Last year she was tapped to co-chair the transition team of new Minneapolis Mayor Betsy Hodges, who won office by building a coalition around social justice issues. There, Beckmann saw the power of city government to make change. “I thought about leaving Habitat for Humanity to work with Betsy,” she says, “but it really just kept coming back to, ‘I am a St. Paul girl.’”

Call it career kismet. While driving to work shortly after having that realization, she heard on the radio that St. Paul’s deputy mayor was resigning. “When I got to work there was a message,” she says. “‘Do you want to have coffee with Mayor Coleman?’”

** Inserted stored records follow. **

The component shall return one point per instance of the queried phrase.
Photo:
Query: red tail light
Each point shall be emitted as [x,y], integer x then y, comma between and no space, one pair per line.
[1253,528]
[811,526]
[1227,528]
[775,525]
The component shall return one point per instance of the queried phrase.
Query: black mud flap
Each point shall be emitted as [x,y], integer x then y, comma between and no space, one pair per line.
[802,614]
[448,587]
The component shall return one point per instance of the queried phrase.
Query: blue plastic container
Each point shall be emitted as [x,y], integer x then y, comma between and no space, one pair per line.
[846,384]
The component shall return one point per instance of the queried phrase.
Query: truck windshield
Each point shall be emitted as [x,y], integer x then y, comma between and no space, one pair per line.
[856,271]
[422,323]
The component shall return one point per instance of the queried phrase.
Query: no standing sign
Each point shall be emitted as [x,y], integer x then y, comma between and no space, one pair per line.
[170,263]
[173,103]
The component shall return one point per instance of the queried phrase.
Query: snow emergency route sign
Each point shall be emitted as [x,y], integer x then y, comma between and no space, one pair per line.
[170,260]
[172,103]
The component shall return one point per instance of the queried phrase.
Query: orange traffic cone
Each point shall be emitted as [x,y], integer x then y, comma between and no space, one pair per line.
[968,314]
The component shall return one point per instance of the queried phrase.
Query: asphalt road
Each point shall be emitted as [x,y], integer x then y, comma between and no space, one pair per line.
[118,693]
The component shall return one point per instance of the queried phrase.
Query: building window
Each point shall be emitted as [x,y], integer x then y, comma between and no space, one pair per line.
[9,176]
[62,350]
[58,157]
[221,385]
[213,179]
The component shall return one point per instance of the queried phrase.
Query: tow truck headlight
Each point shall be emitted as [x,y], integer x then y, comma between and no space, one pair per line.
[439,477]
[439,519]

She did indeed, and Coleman, now in his third term, was thrilled. “The deputy mayor’s key quality is the ability to juggle a thousand balls,” he says. “This is a natural progression from what she had been doing in her career so far.”

Beckmann’s first test was starting her job at the end of a brutal winter that had taken a huge toll on the city’s infrastructure and services. “I walked in the door and Chris said, ‘Fix the roads,’” she says. Specifically, he wanted St. Paul’s “Terrible Twenty”— among them Mac-area thoroughfares Grand, Hamline, and Fairview—made safe to drive, walk, and bike before the snow flies.

Sixty percent of people who drive in St. Paul don’t live in St. Paul; they come to the city to access state government or to use its infrastructure. So Beckmann must balance the city’s position as a statewide resource with the needs of St. Paul residents—especially those third who are living in poverty and least likely to call City Hall.

“One of the first things I learned about equity is that you don’t base your work on complaints,” she says. “If we based our decisions about distributing resources on complaints, we’d only fix Highland Park and Crocus Hill.”

Beckmann would like to leave her adopted city a place where every resident has access to opportunities. “When I was at Mac, we were told not to go beyond Selby Avenue,” she says. “I don’t want there to be barriers like that anymore.”